Understanding C-Extensions

C-Extensions allow you to write custom shared libraries in the C language.

Using C-Extensions, C functions implemented in shared libraries can be called from the Genero application code. This feature allows you to extend the language with custom libraries, or existing standard libraries, by writing some 'wrapper functions' to interface with the Genero language.

On regular platforms, C-Extensions are implemented with shared libraries, that are loaded by the fglrun program on demand.

Platforms such as iOS mobile devices do not allow you to load shared libraries. In this case, you must re-link the virtual machine. For more details, see Implementing C-Extensions for GMI.

Function parameters and returned values are passed/returned on the runtime stack, using pop/push functions. Be sure to pop and push the exact number of parameters/returns expected by the caller; otherwise, a fatal stack error will be raised at runtime.

In order to use a C-Extension in your program, you typically specify the library name with the IMPORT instruction at the beginning of the module calling the C-Extension functions.

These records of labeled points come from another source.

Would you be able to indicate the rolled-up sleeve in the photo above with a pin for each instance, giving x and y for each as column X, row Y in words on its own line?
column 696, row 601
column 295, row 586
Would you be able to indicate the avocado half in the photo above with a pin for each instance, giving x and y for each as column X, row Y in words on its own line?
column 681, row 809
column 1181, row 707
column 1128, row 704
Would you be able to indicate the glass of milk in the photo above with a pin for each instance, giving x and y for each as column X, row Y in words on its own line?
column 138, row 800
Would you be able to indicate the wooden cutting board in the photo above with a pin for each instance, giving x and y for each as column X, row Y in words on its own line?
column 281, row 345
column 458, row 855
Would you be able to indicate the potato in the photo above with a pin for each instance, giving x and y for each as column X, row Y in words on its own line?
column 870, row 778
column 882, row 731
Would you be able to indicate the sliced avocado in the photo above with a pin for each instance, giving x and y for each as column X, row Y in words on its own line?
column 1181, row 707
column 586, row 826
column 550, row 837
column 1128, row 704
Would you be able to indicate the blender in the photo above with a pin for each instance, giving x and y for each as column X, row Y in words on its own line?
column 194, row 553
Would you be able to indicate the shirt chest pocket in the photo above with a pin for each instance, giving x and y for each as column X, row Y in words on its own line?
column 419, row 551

The compiler can then check for the existence of the functions and the library will be automatically loaded at runtime.

The C code written in C-Extensions is usually platform specific, which does not ease the migration of your application to a different operating system, especially when doing a lot of system calls. Additionally, C data types are defined differently depending on the processor architecture (32 / 64 bits issues). This can also be an issue.

Make sure that the functions defined in your C-Extensions do not conflict with program functions. In case of conflict, you will get a compiler or a runtime error, depending on the loading technique used.